In the short term, from 2012 to 2020, the four areas are expected to have "sufficient quantities of timber" to maintain pre-beetle harvest levels, the report said.
But most of that timber is pine and has been dead for five to 10 years already.
"Those areas are going to run out of commercial timber," Simpson said. "They're going to start running out of logs. That's where the guts of your forest industry is right now."
Simpson said during question period in the legislature his hometown of Quesnel is down to about its last 18 months of timber supply and 1,600 jobs are in danger unless mitigation measures are taken.
"But those mitigation measures are highly controversial and will completely change the face of forestry in this province."
Simpson questioned whether the provincial government is prepared to consult the public on its mitigation efforts.
"The ministry is doing exactly what it should do right now," said Pat Bell, minister of jobs, tourism and innovation.
"They are doing the detailed analysis to determine what the options are. Those options will be presented, and there will be a public dialogue about those options."
The report said it's not economical to harvest dead pine over long hauls and said licensees have indicated the economic supply of dead pine varies from 1.5 years in Quesnel to about five years in Prince George.
Without mitigation, the timber supplies could drop by between 32 and 67 per cent, the report said.
"Regionally ... these reductions would lead to a timber supply that could support about 53 per cent less employment in the area than pre-beetle," it said, adding increasing the annual allowable cut in the mid-term could save thousands of jobs in all four areas.
The document provided the Liberals with several options, "assuming the government wants to engage in dialogue."
Among them were suggestions the government establish a parliamentary secretary who would report to the minister and lead the community engagement process or appointing an independent organization to engage communities in a discussion and report back to the government.
"It is not clear how to engage the various First Nations who also have an interest in both the stability of their communities as well as the non-timber values," the report added.
Back in July 2010, Central 1 Credit Union reported the pine-beetle epidemic would cost more than 11,000 jobs in the next 20 years.

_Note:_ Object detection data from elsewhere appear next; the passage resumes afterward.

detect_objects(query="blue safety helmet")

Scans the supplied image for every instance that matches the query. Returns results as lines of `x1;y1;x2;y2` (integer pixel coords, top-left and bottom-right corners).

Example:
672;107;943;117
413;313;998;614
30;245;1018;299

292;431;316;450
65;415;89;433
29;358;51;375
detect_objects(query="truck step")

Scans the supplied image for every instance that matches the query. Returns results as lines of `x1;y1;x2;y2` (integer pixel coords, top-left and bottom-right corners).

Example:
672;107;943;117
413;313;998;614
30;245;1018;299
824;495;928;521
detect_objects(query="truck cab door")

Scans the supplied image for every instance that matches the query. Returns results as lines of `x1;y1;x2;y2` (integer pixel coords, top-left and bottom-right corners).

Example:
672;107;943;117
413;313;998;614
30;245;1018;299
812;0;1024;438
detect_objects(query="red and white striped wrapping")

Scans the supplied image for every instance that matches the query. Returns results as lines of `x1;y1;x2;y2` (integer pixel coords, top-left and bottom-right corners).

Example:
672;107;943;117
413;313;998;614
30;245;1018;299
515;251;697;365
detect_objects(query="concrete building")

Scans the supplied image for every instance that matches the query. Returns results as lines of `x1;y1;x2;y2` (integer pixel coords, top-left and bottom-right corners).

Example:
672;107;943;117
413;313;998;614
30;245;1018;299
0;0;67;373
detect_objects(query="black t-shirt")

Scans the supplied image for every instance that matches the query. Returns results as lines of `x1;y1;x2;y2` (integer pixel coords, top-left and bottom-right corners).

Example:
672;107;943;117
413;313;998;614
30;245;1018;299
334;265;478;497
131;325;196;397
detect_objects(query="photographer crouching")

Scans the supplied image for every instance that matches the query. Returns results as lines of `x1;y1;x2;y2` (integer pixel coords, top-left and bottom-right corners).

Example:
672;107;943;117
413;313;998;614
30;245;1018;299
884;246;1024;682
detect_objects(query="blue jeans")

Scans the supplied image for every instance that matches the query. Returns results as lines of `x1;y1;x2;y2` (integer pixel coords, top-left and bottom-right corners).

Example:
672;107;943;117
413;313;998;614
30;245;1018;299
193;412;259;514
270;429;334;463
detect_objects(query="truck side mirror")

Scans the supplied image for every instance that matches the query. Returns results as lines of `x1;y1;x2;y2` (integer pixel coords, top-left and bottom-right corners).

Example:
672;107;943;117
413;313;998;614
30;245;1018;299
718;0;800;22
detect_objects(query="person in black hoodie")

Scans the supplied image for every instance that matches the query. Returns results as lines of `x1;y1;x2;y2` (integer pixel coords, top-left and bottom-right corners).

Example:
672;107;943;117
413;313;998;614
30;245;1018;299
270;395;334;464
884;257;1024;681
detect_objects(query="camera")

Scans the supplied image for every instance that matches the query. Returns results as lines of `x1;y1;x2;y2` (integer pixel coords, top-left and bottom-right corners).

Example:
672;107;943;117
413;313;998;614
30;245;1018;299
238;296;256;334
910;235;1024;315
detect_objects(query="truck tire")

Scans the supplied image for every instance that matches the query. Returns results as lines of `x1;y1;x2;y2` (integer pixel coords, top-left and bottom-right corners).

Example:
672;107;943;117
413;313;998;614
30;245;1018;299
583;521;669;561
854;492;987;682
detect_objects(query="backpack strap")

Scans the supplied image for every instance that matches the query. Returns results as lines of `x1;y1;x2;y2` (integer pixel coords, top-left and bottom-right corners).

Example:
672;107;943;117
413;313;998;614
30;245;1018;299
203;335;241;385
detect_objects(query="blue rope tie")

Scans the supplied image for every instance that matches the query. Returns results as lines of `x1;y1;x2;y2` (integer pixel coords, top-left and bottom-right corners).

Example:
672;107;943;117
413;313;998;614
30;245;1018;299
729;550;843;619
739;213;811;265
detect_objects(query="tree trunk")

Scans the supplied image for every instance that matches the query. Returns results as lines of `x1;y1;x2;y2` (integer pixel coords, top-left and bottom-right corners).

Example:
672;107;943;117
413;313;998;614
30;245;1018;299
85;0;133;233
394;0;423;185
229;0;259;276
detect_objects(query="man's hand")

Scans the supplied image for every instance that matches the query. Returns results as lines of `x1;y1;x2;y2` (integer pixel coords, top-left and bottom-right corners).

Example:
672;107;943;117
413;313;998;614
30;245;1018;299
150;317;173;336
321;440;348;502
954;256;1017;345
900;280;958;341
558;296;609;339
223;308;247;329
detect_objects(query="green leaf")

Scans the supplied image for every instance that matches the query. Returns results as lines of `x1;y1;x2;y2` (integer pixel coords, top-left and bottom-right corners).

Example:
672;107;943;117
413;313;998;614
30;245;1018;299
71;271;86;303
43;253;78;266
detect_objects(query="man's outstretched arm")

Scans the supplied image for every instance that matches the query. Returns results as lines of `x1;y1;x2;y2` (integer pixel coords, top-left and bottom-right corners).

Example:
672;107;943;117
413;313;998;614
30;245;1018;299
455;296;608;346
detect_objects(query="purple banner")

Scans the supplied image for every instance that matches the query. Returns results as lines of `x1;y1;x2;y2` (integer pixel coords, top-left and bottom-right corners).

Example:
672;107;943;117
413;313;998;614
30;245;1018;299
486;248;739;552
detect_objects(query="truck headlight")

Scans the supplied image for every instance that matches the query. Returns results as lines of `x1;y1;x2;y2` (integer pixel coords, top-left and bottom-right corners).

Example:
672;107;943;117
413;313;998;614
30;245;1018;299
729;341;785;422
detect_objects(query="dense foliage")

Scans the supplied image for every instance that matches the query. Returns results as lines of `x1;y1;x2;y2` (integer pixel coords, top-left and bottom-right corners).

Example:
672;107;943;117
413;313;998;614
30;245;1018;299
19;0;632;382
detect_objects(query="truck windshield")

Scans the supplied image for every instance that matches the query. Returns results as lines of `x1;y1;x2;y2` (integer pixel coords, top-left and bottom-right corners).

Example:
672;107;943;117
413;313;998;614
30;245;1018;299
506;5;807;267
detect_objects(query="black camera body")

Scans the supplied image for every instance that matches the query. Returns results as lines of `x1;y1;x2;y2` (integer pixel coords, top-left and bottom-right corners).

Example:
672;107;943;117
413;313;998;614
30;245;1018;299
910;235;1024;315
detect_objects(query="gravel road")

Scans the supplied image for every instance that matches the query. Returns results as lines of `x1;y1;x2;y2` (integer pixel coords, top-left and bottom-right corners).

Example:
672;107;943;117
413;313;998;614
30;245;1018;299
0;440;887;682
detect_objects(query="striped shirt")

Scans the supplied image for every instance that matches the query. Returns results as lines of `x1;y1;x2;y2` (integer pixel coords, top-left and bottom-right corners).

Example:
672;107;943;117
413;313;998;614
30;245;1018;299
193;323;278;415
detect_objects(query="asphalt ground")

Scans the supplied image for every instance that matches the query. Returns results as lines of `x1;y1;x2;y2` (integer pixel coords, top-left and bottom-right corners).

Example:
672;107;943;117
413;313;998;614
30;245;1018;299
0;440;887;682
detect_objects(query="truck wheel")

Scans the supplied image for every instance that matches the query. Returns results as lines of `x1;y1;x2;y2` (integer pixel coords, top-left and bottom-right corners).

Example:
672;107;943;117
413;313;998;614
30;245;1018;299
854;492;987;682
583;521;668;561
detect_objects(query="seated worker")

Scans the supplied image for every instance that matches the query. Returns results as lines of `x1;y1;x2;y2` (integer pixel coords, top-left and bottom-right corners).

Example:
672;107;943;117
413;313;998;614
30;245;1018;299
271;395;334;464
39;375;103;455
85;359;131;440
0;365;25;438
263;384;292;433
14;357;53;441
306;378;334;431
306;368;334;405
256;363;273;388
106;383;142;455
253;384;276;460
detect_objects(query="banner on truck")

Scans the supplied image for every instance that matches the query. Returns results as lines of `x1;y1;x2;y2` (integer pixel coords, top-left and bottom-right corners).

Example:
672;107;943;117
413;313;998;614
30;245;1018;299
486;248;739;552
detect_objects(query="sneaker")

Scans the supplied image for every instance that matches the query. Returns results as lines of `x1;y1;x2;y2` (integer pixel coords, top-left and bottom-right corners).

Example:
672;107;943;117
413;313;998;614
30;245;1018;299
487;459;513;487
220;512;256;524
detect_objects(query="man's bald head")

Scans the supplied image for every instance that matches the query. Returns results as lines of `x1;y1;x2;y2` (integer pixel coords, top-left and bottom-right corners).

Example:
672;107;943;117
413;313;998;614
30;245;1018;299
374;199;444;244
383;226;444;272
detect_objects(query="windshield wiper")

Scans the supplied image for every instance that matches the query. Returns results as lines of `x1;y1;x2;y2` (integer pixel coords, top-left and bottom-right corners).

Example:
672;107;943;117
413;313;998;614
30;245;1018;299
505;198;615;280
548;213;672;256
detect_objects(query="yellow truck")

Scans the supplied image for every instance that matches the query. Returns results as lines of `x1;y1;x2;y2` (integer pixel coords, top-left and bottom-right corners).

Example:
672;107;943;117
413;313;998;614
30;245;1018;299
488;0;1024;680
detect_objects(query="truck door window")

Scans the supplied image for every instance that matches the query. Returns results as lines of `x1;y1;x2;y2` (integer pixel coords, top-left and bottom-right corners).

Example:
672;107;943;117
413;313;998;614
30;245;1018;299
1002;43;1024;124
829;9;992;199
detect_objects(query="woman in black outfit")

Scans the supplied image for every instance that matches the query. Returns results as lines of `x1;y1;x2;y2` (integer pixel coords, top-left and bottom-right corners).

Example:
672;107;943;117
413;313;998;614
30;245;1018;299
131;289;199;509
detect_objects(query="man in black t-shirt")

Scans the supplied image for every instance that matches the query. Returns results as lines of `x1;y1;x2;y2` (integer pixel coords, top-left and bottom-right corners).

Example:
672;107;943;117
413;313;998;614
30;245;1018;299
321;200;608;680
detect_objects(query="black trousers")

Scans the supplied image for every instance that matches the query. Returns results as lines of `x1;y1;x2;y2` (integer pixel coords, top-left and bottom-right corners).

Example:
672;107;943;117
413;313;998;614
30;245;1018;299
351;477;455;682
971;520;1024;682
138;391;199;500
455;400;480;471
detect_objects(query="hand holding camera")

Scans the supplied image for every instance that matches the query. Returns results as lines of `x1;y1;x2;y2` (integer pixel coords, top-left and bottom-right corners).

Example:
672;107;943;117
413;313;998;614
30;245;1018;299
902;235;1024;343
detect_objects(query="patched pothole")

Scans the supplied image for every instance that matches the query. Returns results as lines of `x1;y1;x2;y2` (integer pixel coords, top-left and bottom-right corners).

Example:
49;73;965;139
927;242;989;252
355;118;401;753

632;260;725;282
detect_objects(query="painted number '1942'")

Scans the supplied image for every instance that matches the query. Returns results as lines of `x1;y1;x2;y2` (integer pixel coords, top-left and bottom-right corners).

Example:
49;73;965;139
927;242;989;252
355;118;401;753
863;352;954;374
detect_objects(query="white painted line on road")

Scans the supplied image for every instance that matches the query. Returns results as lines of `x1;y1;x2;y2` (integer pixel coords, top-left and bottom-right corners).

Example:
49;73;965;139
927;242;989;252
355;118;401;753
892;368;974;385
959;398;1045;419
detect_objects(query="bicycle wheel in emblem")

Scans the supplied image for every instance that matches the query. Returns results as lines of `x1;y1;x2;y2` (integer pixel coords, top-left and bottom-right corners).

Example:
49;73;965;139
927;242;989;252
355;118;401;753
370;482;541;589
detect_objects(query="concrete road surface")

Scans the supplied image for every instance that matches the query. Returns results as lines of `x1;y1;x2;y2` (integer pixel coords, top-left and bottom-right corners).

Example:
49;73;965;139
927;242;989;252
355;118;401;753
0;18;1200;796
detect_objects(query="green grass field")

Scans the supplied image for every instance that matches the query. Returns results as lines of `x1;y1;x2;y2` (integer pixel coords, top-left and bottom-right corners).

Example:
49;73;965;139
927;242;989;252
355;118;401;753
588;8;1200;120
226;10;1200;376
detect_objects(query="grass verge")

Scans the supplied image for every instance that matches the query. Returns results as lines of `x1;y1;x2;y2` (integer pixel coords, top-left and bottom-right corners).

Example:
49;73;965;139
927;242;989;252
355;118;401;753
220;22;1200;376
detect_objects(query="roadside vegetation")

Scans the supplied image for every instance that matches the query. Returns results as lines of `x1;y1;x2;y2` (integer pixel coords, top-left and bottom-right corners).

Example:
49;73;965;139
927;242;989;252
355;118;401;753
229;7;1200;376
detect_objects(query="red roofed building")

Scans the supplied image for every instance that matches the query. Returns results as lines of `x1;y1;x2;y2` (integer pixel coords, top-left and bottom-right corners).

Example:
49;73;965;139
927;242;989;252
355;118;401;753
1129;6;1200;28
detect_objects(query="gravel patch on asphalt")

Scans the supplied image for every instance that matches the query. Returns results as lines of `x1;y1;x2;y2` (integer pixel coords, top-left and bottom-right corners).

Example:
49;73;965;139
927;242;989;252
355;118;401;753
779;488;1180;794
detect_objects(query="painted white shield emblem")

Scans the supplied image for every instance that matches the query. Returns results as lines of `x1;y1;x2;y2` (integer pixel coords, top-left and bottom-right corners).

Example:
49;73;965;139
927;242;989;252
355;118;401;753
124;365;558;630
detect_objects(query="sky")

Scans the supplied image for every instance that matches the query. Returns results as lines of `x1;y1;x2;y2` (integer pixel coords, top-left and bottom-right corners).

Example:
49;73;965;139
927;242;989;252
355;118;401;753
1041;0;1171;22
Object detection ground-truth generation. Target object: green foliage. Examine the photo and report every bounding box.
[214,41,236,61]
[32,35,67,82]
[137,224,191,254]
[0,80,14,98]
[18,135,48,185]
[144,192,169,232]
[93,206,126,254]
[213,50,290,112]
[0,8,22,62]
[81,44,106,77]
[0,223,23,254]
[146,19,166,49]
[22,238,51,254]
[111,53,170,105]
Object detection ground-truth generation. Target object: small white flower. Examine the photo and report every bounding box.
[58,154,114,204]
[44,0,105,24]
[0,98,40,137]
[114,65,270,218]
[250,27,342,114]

But Bell, who was the forestry minister at the time, dismissed those findings, saying they were based on out-of-date information and said, instead, that the industry was poised to gain up to 10,000 jobs in the next decade.
"It's important for the public to understand while this data may have been relevant to 2005-2006, compared to today's employment numbers, we should see employment growth in the forest industry, not decline," Bell said at the time.
Simpson said he suspects the government is developing a plan to rebuild the Interior industry without consulting stakeholders.
"This has to come into the public domain," he said. "It's not some backroom discussion where Pat Bell gets the lead."
Simpson said the government needs to attack the pine beetle fallout in the Interior with the same gusto it's devoting to help the community of Burns Lake where an explosion earlier this year levelled a community sawmill and put 250 people out of work.
The amount of beetle-damaged wood being marketed by B.C. producers has prompted a trade complaint from the U.S. Lumber Coalition.
The coalition complains B.C. is getting around the Softwood Lumber Agreement by marketing beetle-damaged wood as low quality, thereby ensuring producers pay drastically cut rates of stumpage and gaining an unfair subsidy. The coalition maintains the lumber should be considered a grade that would prompt much higher stumpage fees.